According to Gartner Group - the average Enterprise has 14 different databases, and spends 60-70% of its Application development creating ways to access that data. Financial Services companies have more, and their demands are greater. They also require the ability to combine real-time data with information they should already know, to make real-time decisions.

Particularly in financial markets, customers are demanding direct access to such systems, for example to check portfolio performance or make transactions.

Customers of financial institutions are also increasingly demanding access to information relating to all products and services held with the financial institution via online channels. This information needs to be tailored to their needs. In the case of Institutional customers or high net worth individuals, they want the choice of portal access or a financial advisor, but they expect both channels to share the same data.
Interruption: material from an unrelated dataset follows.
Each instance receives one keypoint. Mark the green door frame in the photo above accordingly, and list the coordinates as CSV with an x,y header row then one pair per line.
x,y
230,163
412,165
The difficulty arises due to the fact that data within most financial institutions is stored and processed on a product-by-product basis.

In the 1996 Annual Report of Capital One, it was stated that - "Many of our business opportunities are short-lived. We have to move fast to exploit them and move on when they fade". This means that companies that managed to abstract their data requirements from the applications that deliver customer centric services have a huge advantage. They can deliver new products rapidly to suit market conditions, and tie those products to the customers that would benefit greatest from them.

As financial institutions strive to create more value from their activities, they are collecting increasing amounts of electronic data on a number of different data systems - compounding the difficulty of deriving a single, comprehensive view of their business. In order to make better business decisions, many banks are installing business intelligence systems. Their key to success is creating a unified view either through a data warehouse, or through manual, hard-coded integration. Most currently available solutions are expensive to undertake, time consuming and leave the company with a single, inflexible answer, and still much valuable data is still left outside of this process.

Banks have long differentiated themselves on the value add services they are able to provide their customers. This is derived form the information built up from many years experience. Is it not time that one of the most valuable assets currently locked within most enterprises was put to use?